L'image montre Gérard Néry au micro entre un jeune homme en costume et un homme d'Église

Gérard Néry : du succès fulgurant des planches aux romans d’anticipation

Peu d’artistes peuvent se targuer d’avoir embrassé avec autant de succès des carrières si différentes. Né en Allemagne le 19 septembre 1922, l’artiste polyvalent Gérard Néry a marqué le paysage culturel français de la seconde moitié du XXe siècle. D’abord jeune premier sous les projecteurs du cinéma d’après-guerre, il est devenu un romancier populaire incontournable.

Une jeunesse européenne et une entrée théâtrale fracassante

Fils de parents voyageurs, Gérard Néry passe une enfance itinérante à travers la Suisse, l’Italie, les Pays-Bas et l’Allemagne en compagnie de sa sœur aînée Hélène.
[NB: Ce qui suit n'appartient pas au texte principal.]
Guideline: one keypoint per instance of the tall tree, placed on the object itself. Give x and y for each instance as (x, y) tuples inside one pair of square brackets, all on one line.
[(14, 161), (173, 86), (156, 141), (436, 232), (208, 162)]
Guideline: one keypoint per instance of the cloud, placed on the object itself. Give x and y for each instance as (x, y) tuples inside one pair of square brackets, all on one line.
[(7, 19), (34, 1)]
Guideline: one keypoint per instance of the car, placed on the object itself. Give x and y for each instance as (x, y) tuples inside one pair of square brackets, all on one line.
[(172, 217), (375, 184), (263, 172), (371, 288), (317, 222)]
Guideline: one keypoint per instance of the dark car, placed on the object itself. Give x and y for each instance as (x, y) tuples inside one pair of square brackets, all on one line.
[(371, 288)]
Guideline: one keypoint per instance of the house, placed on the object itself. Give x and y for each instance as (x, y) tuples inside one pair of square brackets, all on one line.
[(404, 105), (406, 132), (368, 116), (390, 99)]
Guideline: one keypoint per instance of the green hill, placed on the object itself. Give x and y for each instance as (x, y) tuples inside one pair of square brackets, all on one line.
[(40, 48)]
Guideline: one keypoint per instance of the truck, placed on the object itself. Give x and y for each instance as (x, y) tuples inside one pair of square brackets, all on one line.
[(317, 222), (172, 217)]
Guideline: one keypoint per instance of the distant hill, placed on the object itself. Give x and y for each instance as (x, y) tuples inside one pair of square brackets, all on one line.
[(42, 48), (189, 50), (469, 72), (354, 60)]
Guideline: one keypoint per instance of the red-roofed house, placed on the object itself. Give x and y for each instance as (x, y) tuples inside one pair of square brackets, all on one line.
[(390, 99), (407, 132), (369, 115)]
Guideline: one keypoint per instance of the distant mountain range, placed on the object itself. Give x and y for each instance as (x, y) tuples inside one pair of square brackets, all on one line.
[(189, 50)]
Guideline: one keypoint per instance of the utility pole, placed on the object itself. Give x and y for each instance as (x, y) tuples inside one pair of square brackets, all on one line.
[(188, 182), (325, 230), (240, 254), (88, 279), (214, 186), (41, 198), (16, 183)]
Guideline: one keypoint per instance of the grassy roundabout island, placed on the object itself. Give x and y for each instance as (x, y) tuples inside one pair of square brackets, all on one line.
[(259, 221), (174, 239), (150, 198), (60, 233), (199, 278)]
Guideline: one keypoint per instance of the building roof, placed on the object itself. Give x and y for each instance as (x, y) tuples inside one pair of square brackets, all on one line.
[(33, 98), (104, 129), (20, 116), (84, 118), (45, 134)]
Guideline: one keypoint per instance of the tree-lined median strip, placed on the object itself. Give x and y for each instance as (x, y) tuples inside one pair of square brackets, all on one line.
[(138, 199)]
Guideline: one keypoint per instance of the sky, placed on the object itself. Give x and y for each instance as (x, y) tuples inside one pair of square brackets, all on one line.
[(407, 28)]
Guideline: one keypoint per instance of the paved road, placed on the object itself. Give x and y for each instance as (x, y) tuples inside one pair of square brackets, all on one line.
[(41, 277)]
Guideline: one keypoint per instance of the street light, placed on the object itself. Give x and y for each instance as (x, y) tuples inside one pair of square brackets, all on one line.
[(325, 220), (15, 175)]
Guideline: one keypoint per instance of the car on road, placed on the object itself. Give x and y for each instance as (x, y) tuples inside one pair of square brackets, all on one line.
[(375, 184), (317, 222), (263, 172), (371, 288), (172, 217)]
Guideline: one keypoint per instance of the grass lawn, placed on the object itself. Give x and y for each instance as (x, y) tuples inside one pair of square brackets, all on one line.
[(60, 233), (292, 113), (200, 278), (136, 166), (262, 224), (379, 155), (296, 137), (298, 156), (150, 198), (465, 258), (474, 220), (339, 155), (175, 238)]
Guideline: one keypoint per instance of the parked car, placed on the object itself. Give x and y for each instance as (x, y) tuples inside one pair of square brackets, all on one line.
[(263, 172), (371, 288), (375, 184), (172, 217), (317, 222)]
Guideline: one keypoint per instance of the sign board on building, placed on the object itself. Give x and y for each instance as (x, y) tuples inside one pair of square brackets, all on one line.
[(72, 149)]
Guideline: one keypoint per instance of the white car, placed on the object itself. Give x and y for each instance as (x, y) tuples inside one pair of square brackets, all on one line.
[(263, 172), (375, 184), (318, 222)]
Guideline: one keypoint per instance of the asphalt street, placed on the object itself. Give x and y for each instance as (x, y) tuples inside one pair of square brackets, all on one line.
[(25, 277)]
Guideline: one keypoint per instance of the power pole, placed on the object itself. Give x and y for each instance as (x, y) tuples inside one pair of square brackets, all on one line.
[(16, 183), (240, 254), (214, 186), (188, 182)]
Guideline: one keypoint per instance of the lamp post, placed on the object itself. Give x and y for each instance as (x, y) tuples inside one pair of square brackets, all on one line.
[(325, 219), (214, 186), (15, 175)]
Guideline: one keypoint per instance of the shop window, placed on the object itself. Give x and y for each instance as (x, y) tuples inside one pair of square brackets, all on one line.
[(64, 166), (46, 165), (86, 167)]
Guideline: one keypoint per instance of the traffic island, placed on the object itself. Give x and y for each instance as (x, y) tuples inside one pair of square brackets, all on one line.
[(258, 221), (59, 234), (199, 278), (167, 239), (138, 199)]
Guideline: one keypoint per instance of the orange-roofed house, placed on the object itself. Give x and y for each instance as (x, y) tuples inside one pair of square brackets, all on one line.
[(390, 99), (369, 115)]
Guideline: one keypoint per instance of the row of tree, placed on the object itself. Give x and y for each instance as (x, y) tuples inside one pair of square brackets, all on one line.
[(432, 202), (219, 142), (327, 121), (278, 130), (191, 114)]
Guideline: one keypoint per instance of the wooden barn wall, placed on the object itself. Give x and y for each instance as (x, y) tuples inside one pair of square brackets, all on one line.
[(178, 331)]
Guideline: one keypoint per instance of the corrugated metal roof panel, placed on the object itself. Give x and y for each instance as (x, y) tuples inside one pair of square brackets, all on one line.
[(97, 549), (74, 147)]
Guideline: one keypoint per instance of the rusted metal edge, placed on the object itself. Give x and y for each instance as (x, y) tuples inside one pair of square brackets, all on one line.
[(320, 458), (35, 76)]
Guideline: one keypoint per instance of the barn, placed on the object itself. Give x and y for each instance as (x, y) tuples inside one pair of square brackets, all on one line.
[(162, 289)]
Les deux adolescents choisissent finalement de s’installer seuls à Paris à la fin des années 1930. Gérard Néry se montre peu enclin aux études académiques, mais il possède un sens inné des opportunités.

En 1944, alors qu’il travaille comme régisseur au Théâtre des Célestins de Lyon, le destin frappe à sa porte. L’acteur principal de la pièce Les J-3, bloqué par l’avancée des troupes alliées, ne peut pas rejoindre la scène. Audacieux, le jeune homme propose de le remplacer au pied levé. Ce spectacle devient immédiatement le symbole théâtral de la Libération, propulsant instantanément l’acteur inexpérimenté au rang de vedette de sa génération.

Les années de comédie et l’étiquette de jeune premier

Ce triomphe soudain s’avère toutefois être un piège doré pour le comédien. Durant les années qui suivent, les réalisateurs l’enferment systématiquement dans des rôles de jeunes gens gais et superficiels. Il reprend logiquement son personnage dans l’adaptation cinématographique des J-3 en 1946.

Le cinéaste André Berthomieu fait régulièrement appel à lui pour des productions similaires, notamment dans J’ai dix-sept ans en 1945 ou encore Amours, délices et orgues en 1947. Malgré sa volonté de diversifier son jeu, il peine à se détacher de cette image stéréotypée. Sa carrière d’acteur devant la caméra s’achève ainsi au début des années 1950, après quelques courts métrages et une apparition dans Le Chevalier de Londres.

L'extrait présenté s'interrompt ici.